Jérémy Choquet, éleveur à Trédion
Crédit : Yann Launay

La concurrence du poulet ukrainien

Réjane Etienne, installée depuis 2019 en élevage de volaille à Evellys, dans le Morbihan, compte manifester ce mercredi, pour dénoncer la concurrence du poulet ukrainien : de la volaille produite dans des élevages géants, et massivement importée en France et en Europe depuis le début de la guerre avec la Russie. En fait ces importations profitent principalement à un milliardaire ukrainien, au détriment d'éleveurs comme Réjane :

"Il n'y a plus de droits de douane pour la viande ukrainienne, ce qui fait qu'elle arrive à des prix avec lesquels on ne pourra pas rivaliser. Nous, pendant ce temps là, on n'a plus le droit de travailler, on est vide... Entre la période début 2023 jusqu'à l'été 2024, je me projette un peu, mais je vais perdre un sixième de ma production, donc un sixième de mes revenus et puis il y a la grippe aviaire qui nous fait perdre aussi de l'argent. Cela commence à faire beaucoup puisque pour ma part, je pense que je serai pas loin d'un tiers de ma production en moins."

Réjane Etienne
Crédit : Yann Launay

"Si on veut être compétitif, il faut qu'on nous enlève des charges..."

Réjane attend de l'Etat une meilleure protection des producteurs français, face à une concurrence étrangère jugée déloyale, puisque soumise à des exigences bien moindres. D'autant que l'inflation vient compliquer la situation des éleveurs : "j'ai des contrats, notamment pour une grande enseigne de fast food, qui n'a plus le niveau de consommation qu'elle avait. Cette clientèle, qui ne vient plus, va acheter en grande surface, soit va réorienter sa consommation à domicile sur tout ce qui va être snacking et 90 % de la viande de volaille présente dans la sandwicherie n'est pas française. Nos débouchés sont boudés pour une raison budgétaire encore une fois... mais si on veut être compétitif, il faut qu'on nous enlève des charges... Rétablissons aussi les droits de douane sur les importations, et ce serait déjà très bien."

Réjane Etienne
Crédit : Yann Launay

Gare aux bouchons !

Dans le Morbihan, les agriculteurs se donnent rendez-vous à midi devant la préfecture, à Vannes. En Ille-et-Vilaine, plusieurs convois de tracteurs convergeront vers le Conseil régional de Bretagne, où ils doivent arriver à midi, avant de se rendre devant la DRAAF, la Direction régionale de l'alimentation, de l'agriculture et de la forêt. 

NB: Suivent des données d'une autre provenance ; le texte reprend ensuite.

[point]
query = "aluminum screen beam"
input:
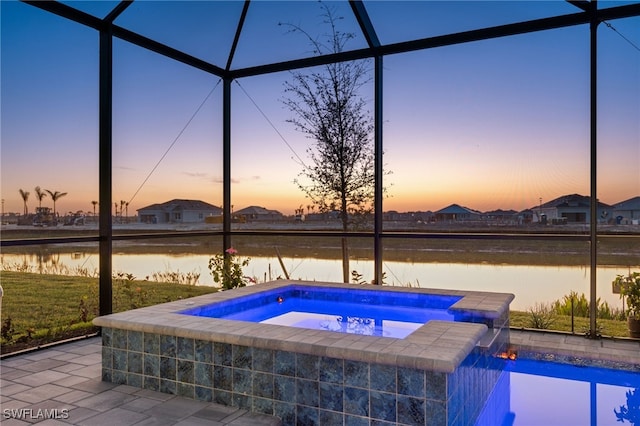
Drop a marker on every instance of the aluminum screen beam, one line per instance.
(550, 23)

Plusieurs rassemblements sont aussi prévus, dans le Finistère à Quimper, devant la DDTM, à Brest et à Morlaix, devant les sous-préfectures, et plus tard dans les Côtes d'Armor, dans le secteur de Saint-Brieuc entre 18h et 20h30, les tracteurs partiront de Broons, Dinan, Guingamp, Plaintel, en empruntant les voies rapides.

Les mobilisations sont maintenues malgré les avancées obtenues hier soir à Matignon où les présidents des JA et FNSEA étaient reçus : abandon de la hausse de la taxe sur les pesticides et l'eau notamment.